According to a press release from the DHHR, the implementation of managed care services for the state’s child welfare population will “aim to streamline the administration of health services.” But what exactly does that mean?

  1. A DHHR caseworker will continue to serve as a primary point of contact for the family and their case, but Aetna will now serve as an additional resource. 
  2. The Managed Care Organization (Aetna) will work to help foster families get information on the medical history of the child in their care, and help coordinate the medical and social services needs of the child.
  3. Aetna will establish an advisory group with kinship families to understand needs related to the care their children are receiving.
  4. Aetna will assist or amend current processes to better meet families’ needs.  
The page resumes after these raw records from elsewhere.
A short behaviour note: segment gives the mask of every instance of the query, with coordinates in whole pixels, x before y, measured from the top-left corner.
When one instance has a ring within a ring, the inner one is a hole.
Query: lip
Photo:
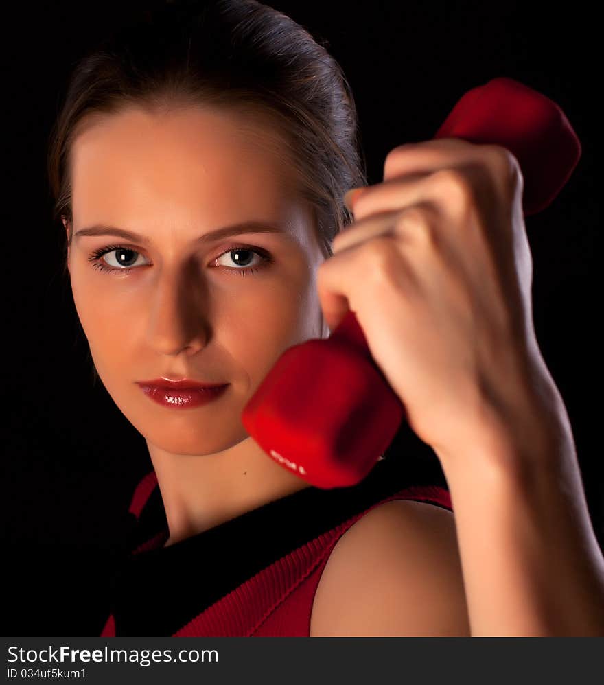
[[[187,381],[187,382],[191,382]],[[211,386],[205,385],[201,387],[178,389],[146,384],[146,382],[138,384],[147,397],[158,404],[169,407],[170,409],[189,409],[207,404],[220,397],[229,386],[229,384],[226,383],[223,385]]]
[[[137,382],[139,385],[151,386],[156,388],[169,388],[174,390],[198,390],[205,388],[221,388],[228,385],[228,383],[202,383],[200,381],[194,380],[192,378],[167,378],[162,376],[161,378],[152,378],[151,380],[141,380]]]

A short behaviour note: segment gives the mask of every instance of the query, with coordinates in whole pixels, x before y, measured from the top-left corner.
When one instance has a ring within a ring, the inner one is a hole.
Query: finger
[[[474,159],[480,145],[461,138],[436,138],[393,148],[384,162],[384,180],[408,174],[429,174],[443,166]]]
[[[433,204],[443,216],[461,219],[474,202],[470,176],[482,176],[476,160],[441,167],[430,174],[412,174],[368,186],[353,198],[355,220],[413,205]],[[477,181],[478,183],[479,181]],[[480,186],[485,185],[480,181]]]
[[[406,290],[417,288],[413,272],[396,242],[382,233],[333,255],[317,270],[316,288],[325,322],[333,332],[349,311],[367,309],[367,297],[376,297],[385,271]],[[372,286],[372,282],[373,286]]]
The DHHR says these changes will help them better help foster children in a “holistic” way. “West Virginia is in the midst of a child welfare crisis, and DHHR believes the utilization of an MCO to help provide coordinated care to this vulnerable population will assist us in addressing this issue,” said Jeremiah Samples, deputy secretary for DHHR.
But some foster parents have questions about what all this will mean for them, and the children under their care, said Marissa Sanders, who runs the West Virginia Foster, Adoptive, & Kinship Parents Network.

“Just a lot of questions about what their relationship with the care coordinator would be,” Sanders said.

She said a lot of foster families also are concerned that they’ll need to change pediatricians, if their current doctor isn’t included in Aetna’s network.

Recently, groups involving 12 children in foster care filed a lawsuit against West Virginia Gov. Jim Justice and officials with the state DHHR. That lawsuit alleges the government has violated the rights of nearly 6,800 children currently in the state’s foster care system.